I've had stuff on front page a handful of times never had a complaint about slowness / errors- it's just a static site.

emadda · on Feb 19, 2024

I have found Firebase hosting be quite solid for my static sites.

I usually have a ./sh directory which is like my "control panel" for the project, then I run ./sh/deploy.sh from the root which builds and does a `firebase deploy`.

Firebase handles HTTPS and seems to have the lowest latency of the CDN's I have tried, even though they all claim to be the "fastest".

I prefer to have a explicit "button" to deploy rather than working with git commits.

Chico75 · on Feb 19, 2024

Google cached version: https://webcache.googleusercontent.com/search?q=cache%3Ahttp...

vtbassmatt · on Feb 19, 2024

It’s hugged to death now so I can’t re-load the page. But I think the author of this post went groveling into the objects/ directory for their contents. That will work fine until the repo is GC’d, and then those loose objects get moved into a packfile.

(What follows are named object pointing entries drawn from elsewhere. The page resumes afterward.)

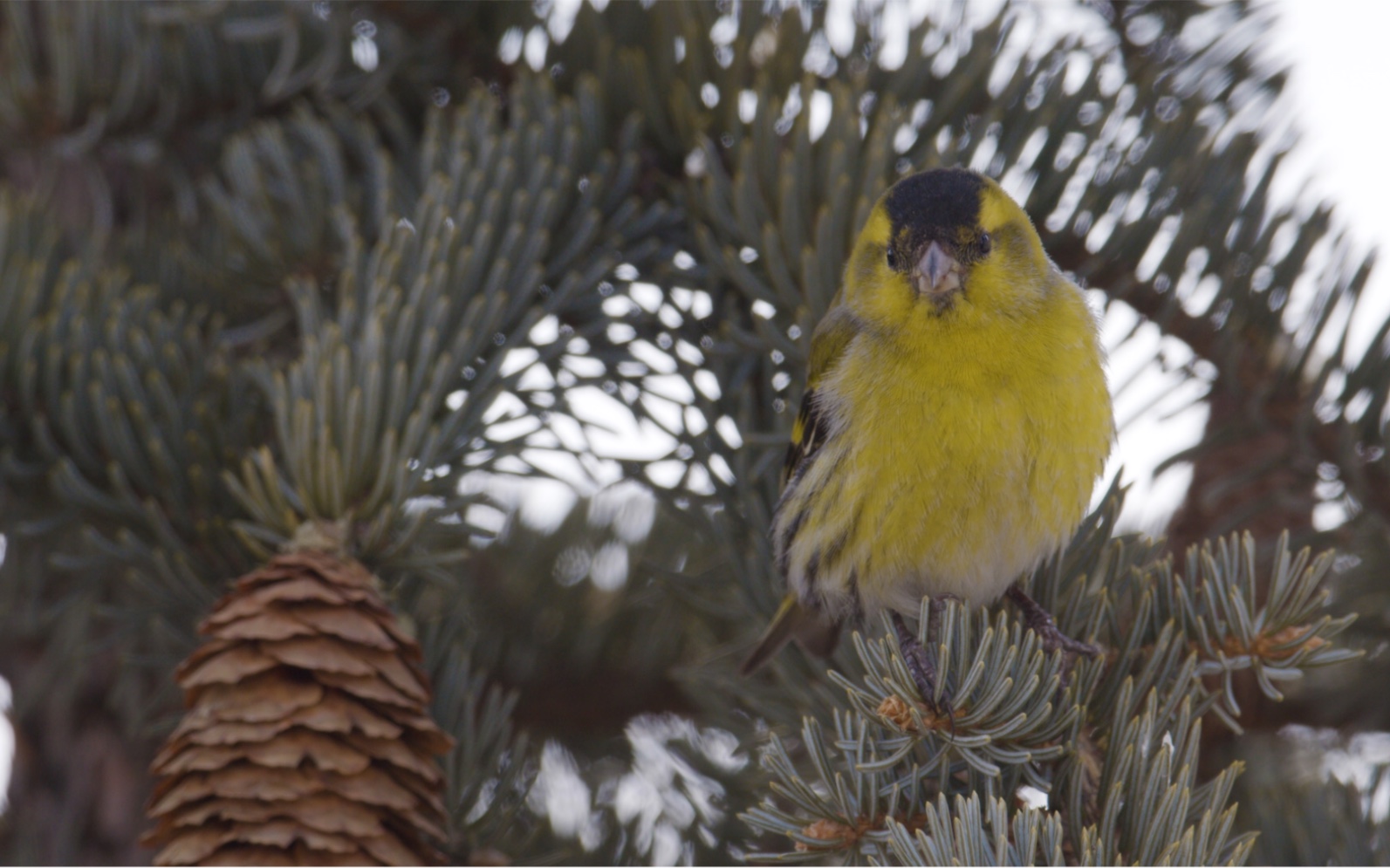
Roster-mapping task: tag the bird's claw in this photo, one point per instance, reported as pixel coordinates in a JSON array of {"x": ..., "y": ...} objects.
[
  {"x": 921, "y": 670},
  {"x": 1041, "y": 623}
]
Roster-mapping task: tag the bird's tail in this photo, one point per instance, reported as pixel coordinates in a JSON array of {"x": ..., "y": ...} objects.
[{"x": 792, "y": 621}]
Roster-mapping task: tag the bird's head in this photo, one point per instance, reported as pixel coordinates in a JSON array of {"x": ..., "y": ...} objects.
[{"x": 940, "y": 241}]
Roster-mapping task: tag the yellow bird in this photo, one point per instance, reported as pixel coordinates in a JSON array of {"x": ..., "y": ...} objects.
[{"x": 954, "y": 424}]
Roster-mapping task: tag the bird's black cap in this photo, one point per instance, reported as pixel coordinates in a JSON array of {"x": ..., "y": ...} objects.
[{"x": 937, "y": 203}]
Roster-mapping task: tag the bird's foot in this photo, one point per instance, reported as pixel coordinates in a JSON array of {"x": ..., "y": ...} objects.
[
  {"x": 1041, "y": 623},
  {"x": 921, "y": 666}
]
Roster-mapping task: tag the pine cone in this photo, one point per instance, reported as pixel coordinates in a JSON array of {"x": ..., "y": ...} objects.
[{"x": 307, "y": 738}]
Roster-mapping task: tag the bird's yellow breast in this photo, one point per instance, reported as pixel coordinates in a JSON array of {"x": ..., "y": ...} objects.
[{"x": 959, "y": 453}]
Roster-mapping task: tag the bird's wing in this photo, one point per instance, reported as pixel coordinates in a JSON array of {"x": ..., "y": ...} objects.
[{"x": 827, "y": 347}]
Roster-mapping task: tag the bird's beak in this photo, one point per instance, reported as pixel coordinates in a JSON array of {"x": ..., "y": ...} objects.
[{"x": 937, "y": 272}]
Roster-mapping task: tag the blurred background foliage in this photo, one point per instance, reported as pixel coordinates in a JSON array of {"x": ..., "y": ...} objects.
[{"x": 570, "y": 256}]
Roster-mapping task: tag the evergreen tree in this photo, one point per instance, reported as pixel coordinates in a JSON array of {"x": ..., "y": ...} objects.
[{"x": 295, "y": 299}]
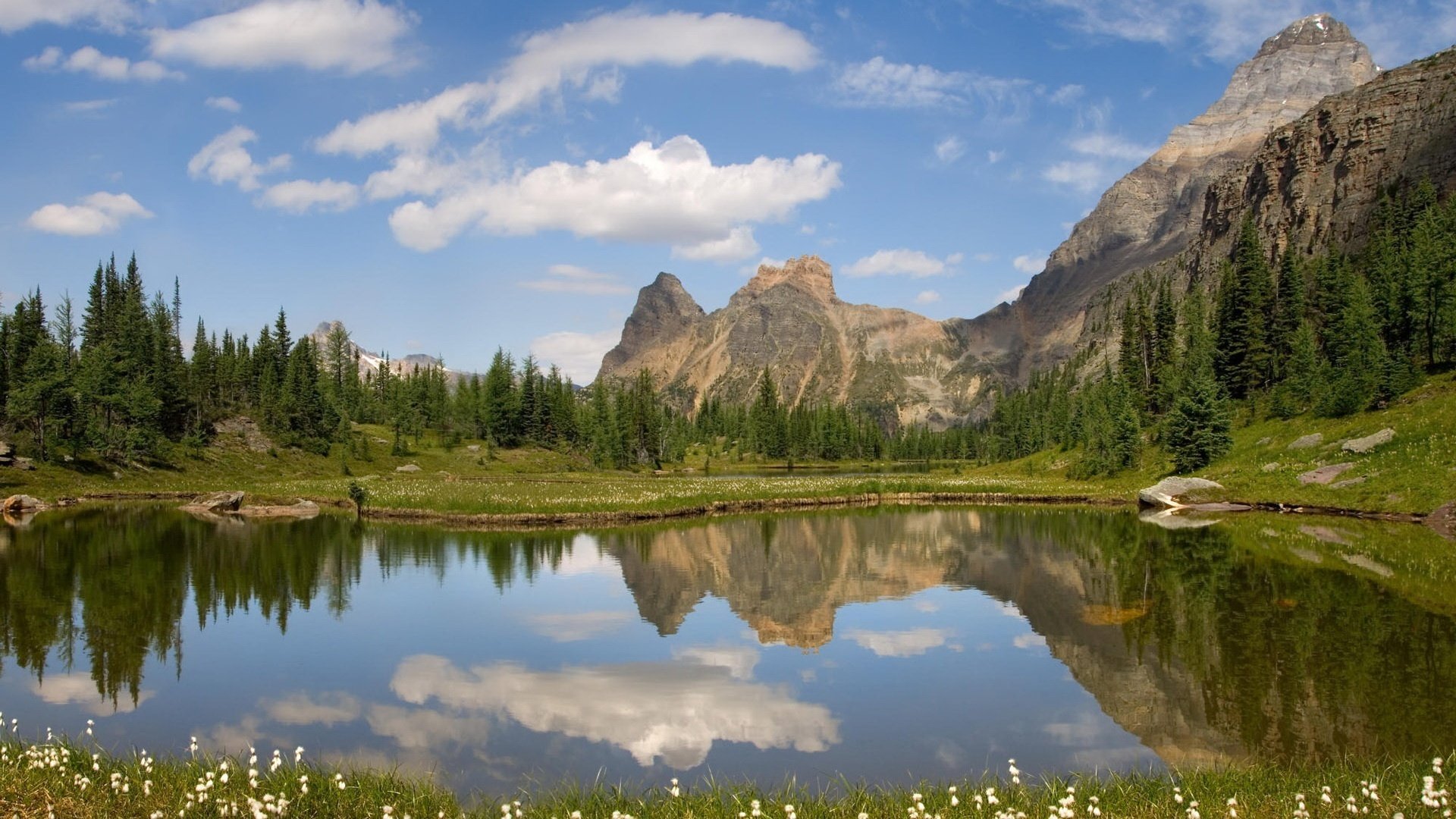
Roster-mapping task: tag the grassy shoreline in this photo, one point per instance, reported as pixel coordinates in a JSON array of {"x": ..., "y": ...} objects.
[{"x": 64, "y": 779}]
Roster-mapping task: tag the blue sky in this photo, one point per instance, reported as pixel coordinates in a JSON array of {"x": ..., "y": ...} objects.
[{"x": 453, "y": 177}]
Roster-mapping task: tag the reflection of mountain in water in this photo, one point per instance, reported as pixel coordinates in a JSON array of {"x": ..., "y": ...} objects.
[{"x": 1201, "y": 651}]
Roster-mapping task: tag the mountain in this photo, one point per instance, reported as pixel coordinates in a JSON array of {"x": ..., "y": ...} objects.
[
  {"x": 817, "y": 347},
  {"x": 789, "y": 319},
  {"x": 1156, "y": 210}
]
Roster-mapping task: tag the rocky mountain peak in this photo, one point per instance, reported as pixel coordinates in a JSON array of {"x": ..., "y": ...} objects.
[
  {"x": 1315, "y": 30},
  {"x": 807, "y": 275}
]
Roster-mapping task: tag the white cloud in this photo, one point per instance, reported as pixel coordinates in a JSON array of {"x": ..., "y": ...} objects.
[
  {"x": 880, "y": 83},
  {"x": 670, "y": 194},
  {"x": 949, "y": 149},
  {"x": 80, "y": 689},
  {"x": 1109, "y": 146},
  {"x": 577, "y": 626},
  {"x": 1066, "y": 95},
  {"x": 17, "y": 15},
  {"x": 1011, "y": 295},
  {"x": 302, "y": 196},
  {"x": 577, "y": 280},
  {"x": 344, "y": 36},
  {"x": 1084, "y": 177},
  {"x": 670, "y": 711},
  {"x": 585, "y": 55},
  {"x": 737, "y": 245},
  {"x": 88, "y": 60},
  {"x": 1030, "y": 262},
  {"x": 224, "y": 159},
  {"x": 98, "y": 213},
  {"x": 903, "y": 261},
  {"x": 579, "y": 354},
  {"x": 900, "y": 643}
]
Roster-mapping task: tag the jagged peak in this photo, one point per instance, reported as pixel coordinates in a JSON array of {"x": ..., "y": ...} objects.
[
  {"x": 1315, "y": 30},
  {"x": 808, "y": 275}
]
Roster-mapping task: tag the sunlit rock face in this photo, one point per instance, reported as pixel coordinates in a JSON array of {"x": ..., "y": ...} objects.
[{"x": 1156, "y": 210}]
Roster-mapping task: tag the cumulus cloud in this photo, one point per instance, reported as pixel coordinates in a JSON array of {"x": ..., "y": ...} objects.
[
  {"x": 302, "y": 196},
  {"x": 670, "y": 193},
  {"x": 88, "y": 60},
  {"x": 17, "y": 15},
  {"x": 585, "y": 55},
  {"x": 916, "y": 264},
  {"x": 1082, "y": 177},
  {"x": 577, "y": 280},
  {"x": 579, "y": 354},
  {"x": 900, "y": 643},
  {"x": 346, "y": 36},
  {"x": 224, "y": 159},
  {"x": 737, "y": 245},
  {"x": 880, "y": 83},
  {"x": 80, "y": 689},
  {"x": 1030, "y": 262},
  {"x": 577, "y": 626},
  {"x": 98, "y": 213},
  {"x": 669, "y": 711},
  {"x": 949, "y": 149}
]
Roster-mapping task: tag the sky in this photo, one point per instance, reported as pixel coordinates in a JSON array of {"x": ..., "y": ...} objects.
[{"x": 449, "y": 178}]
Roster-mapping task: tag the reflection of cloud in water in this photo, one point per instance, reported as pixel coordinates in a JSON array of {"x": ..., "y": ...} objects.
[
  {"x": 324, "y": 710},
  {"x": 739, "y": 661},
  {"x": 1028, "y": 640},
  {"x": 80, "y": 689},
  {"x": 900, "y": 643},
  {"x": 650, "y": 710},
  {"x": 577, "y": 626}
]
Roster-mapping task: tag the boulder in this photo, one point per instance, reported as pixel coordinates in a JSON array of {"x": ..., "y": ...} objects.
[
  {"x": 216, "y": 502},
  {"x": 1308, "y": 442},
  {"x": 1326, "y": 474},
  {"x": 1367, "y": 444},
  {"x": 20, "y": 503},
  {"x": 1174, "y": 491}
]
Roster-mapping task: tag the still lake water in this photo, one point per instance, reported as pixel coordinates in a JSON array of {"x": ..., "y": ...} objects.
[{"x": 886, "y": 646}]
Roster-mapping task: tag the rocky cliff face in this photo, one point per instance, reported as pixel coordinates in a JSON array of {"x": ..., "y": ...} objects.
[
  {"x": 817, "y": 347},
  {"x": 1316, "y": 181},
  {"x": 1156, "y": 210}
]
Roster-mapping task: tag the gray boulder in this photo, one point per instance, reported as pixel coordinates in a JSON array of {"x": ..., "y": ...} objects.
[
  {"x": 1326, "y": 474},
  {"x": 1177, "y": 493},
  {"x": 1367, "y": 444},
  {"x": 216, "y": 502}
]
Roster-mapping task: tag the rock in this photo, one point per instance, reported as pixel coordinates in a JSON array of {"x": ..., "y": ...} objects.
[
  {"x": 1326, "y": 474},
  {"x": 20, "y": 503},
  {"x": 216, "y": 502},
  {"x": 1367, "y": 444},
  {"x": 302, "y": 509},
  {"x": 1172, "y": 491},
  {"x": 1308, "y": 442}
]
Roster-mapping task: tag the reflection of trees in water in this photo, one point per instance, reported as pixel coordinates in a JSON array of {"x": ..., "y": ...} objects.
[{"x": 115, "y": 580}]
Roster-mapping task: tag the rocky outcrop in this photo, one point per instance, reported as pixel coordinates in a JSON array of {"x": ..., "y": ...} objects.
[
  {"x": 789, "y": 321},
  {"x": 1316, "y": 181}
]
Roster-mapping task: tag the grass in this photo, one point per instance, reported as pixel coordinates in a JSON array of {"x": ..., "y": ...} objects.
[
  {"x": 63, "y": 779},
  {"x": 1413, "y": 474}
]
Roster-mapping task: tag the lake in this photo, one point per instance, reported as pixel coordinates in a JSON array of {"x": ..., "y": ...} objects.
[{"x": 880, "y": 645}]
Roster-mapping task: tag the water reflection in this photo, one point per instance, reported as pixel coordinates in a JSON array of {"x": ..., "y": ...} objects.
[{"x": 1071, "y": 639}]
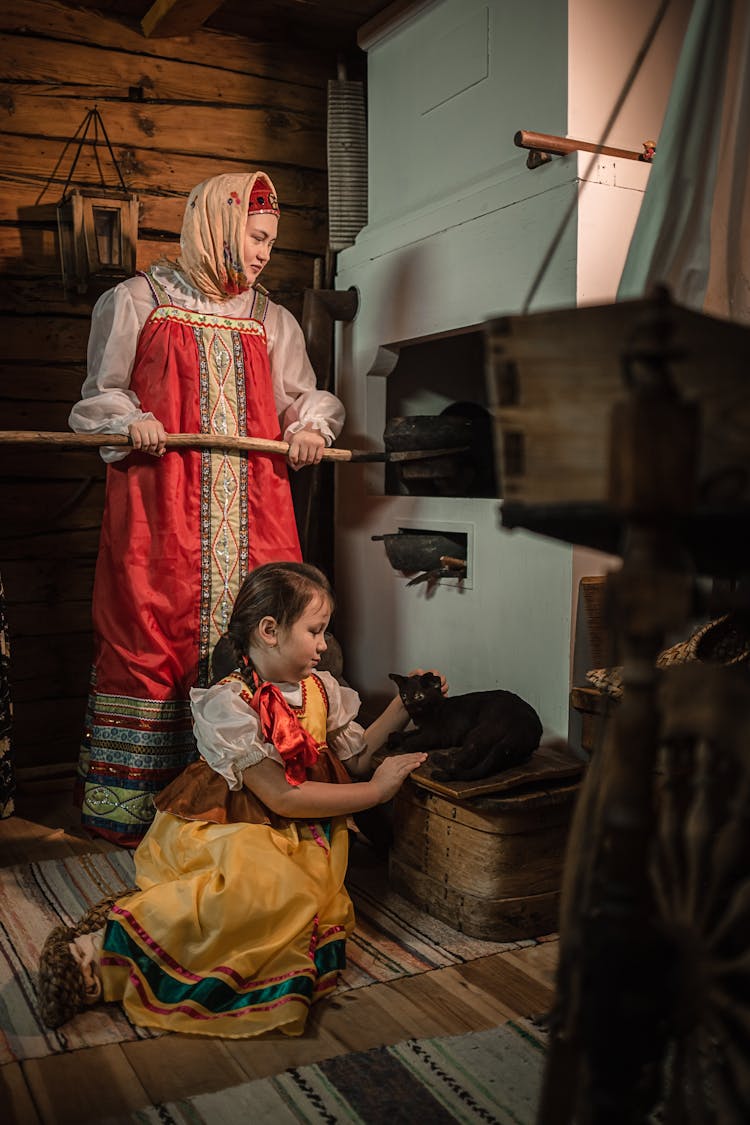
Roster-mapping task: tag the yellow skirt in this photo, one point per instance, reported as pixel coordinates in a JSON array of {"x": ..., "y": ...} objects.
[{"x": 236, "y": 928}]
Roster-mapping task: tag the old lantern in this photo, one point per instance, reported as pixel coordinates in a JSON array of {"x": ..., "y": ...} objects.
[{"x": 97, "y": 227}]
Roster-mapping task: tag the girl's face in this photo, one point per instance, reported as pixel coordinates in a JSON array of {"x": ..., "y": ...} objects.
[
  {"x": 260, "y": 235},
  {"x": 288, "y": 655}
]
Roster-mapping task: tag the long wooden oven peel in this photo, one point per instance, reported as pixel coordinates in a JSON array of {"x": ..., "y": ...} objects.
[{"x": 63, "y": 439}]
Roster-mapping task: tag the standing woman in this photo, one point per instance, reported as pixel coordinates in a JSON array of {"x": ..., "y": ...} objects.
[{"x": 190, "y": 347}]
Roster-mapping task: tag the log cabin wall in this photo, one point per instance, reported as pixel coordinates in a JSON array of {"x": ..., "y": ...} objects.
[{"x": 175, "y": 111}]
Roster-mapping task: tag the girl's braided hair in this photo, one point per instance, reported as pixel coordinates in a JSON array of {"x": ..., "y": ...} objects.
[{"x": 281, "y": 591}]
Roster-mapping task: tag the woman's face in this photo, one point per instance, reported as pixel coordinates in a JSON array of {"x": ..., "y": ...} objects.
[{"x": 260, "y": 235}]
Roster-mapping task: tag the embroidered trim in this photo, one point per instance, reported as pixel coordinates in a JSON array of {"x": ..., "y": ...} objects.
[{"x": 208, "y": 320}]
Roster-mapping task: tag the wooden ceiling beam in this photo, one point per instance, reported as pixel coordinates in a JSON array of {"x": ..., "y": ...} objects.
[{"x": 166, "y": 18}]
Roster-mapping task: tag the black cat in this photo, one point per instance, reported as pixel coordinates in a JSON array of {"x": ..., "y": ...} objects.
[{"x": 487, "y": 731}]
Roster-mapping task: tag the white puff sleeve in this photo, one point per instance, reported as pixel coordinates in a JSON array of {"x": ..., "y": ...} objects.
[
  {"x": 227, "y": 730},
  {"x": 107, "y": 404},
  {"x": 298, "y": 402},
  {"x": 345, "y": 735}
]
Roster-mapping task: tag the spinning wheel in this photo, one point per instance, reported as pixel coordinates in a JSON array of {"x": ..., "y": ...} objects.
[{"x": 651, "y": 1020}]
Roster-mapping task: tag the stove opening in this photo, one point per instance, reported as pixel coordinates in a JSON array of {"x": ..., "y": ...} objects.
[{"x": 436, "y": 399}]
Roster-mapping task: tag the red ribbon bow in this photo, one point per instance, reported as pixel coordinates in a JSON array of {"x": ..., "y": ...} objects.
[{"x": 281, "y": 727}]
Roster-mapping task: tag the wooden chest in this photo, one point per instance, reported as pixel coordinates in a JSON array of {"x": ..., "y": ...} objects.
[{"x": 487, "y": 865}]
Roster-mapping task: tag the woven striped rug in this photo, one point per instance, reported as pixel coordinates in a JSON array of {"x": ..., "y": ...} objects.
[
  {"x": 480, "y": 1078},
  {"x": 392, "y": 939}
]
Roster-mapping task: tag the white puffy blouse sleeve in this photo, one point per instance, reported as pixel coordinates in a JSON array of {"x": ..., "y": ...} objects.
[
  {"x": 297, "y": 398},
  {"x": 107, "y": 404},
  {"x": 345, "y": 735},
  {"x": 227, "y": 730}
]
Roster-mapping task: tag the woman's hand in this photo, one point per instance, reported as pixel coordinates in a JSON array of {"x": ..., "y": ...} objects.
[
  {"x": 391, "y": 773},
  {"x": 148, "y": 437},
  {"x": 305, "y": 448}
]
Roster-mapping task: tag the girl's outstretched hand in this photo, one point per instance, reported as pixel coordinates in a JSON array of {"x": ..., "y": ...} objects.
[{"x": 392, "y": 772}]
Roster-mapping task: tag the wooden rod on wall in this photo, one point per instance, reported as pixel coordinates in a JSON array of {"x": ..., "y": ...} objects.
[{"x": 547, "y": 142}]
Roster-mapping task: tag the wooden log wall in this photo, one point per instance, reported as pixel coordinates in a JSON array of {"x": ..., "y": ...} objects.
[{"x": 175, "y": 111}]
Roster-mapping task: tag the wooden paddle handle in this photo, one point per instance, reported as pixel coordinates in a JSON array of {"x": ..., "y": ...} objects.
[{"x": 173, "y": 441}]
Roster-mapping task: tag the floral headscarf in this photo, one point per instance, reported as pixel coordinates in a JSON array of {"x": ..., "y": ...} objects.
[{"x": 214, "y": 233}]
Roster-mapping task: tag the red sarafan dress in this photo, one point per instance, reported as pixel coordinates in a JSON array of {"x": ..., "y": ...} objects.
[{"x": 180, "y": 532}]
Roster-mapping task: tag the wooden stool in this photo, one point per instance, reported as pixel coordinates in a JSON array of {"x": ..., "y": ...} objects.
[{"x": 486, "y": 857}]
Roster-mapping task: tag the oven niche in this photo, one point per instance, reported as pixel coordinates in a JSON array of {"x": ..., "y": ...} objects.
[{"x": 424, "y": 413}]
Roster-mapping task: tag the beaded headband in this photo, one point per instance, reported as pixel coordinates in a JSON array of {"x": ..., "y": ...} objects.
[{"x": 262, "y": 199}]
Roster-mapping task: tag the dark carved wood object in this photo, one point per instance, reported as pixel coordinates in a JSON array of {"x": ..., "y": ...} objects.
[{"x": 651, "y": 1020}]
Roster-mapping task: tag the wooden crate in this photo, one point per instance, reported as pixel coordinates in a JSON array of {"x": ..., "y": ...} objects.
[{"x": 489, "y": 866}]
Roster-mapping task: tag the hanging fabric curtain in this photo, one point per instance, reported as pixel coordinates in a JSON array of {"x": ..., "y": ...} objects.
[{"x": 693, "y": 232}]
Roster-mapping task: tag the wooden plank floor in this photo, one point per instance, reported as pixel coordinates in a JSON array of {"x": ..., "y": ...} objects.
[{"x": 109, "y": 1082}]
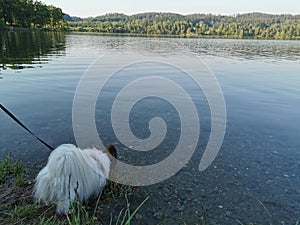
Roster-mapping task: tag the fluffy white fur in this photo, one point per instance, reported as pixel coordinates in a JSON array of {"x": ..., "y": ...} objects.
[{"x": 71, "y": 171}]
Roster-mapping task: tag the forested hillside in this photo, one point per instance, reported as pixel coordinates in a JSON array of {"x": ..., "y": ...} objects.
[
  {"x": 30, "y": 14},
  {"x": 252, "y": 25}
]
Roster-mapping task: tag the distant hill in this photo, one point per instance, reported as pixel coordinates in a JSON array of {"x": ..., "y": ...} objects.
[
  {"x": 249, "y": 25},
  {"x": 69, "y": 18}
]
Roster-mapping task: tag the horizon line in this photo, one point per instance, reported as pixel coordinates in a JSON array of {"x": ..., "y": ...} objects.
[{"x": 215, "y": 14}]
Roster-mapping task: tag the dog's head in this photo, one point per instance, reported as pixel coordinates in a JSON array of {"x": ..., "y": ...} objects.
[{"x": 111, "y": 150}]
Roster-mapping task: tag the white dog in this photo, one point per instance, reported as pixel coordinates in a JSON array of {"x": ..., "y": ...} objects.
[{"x": 71, "y": 171}]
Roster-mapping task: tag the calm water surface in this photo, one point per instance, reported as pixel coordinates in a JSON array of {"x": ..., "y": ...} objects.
[{"x": 255, "y": 177}]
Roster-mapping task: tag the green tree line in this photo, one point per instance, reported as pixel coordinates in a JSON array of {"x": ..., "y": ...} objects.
[
  {"x": 30, "y": 14},
  {"x": 251, "y": 25}
]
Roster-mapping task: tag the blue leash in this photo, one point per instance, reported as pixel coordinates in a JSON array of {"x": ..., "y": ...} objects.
[{"x": 22, "y": 125}]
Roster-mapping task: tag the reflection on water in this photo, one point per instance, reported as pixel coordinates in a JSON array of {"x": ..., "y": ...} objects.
[{"x": 21, "y": 50}]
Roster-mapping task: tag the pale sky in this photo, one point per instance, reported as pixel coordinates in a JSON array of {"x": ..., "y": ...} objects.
[{"x": 86, "y": 8}]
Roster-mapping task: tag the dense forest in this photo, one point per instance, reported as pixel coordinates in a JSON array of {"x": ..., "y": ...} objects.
[
  {"x": 30, "y": 14},
  {"x": 251, "y": 25}
]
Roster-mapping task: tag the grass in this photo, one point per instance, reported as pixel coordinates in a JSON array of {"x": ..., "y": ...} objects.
[{"x": 17, "y": 205}]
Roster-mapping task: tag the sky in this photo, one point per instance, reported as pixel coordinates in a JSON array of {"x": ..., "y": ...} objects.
[{"x": 86, "y": 8}]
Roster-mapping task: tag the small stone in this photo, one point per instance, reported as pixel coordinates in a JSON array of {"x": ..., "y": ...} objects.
[
  {"x": 157, "y": 215},
  {"x": 138, "y": 216}
]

merlincorey · on Feb 19, 2024

Why not just use Partial or Shallow Clones? [0]

[0] https://github.blog/2020-12-21-get-up-to-speed-with-partial-...

verticalscaler · on Feb 19, 2024

git clone --depth=1 is fast because it doesn't grab the full commits history but OP is getting at a specific singular file directly.

It is neat, not aware of a git incantation so fine grained. Hope it gets built into Git directly.

merlincorey · on Feb 19, 2024

Ah, thank you for the clarification -- as far as I know that is indeed unique.

It's a thimbleful sized shallow clone, one could say.

paulddraper · on Feb 19, 2024

You can do a shallow clone and partial checkout.

verticalscaler · on Feb 19, 2024

Cool! Why you gotta tease me like this without busting out a one liner? :)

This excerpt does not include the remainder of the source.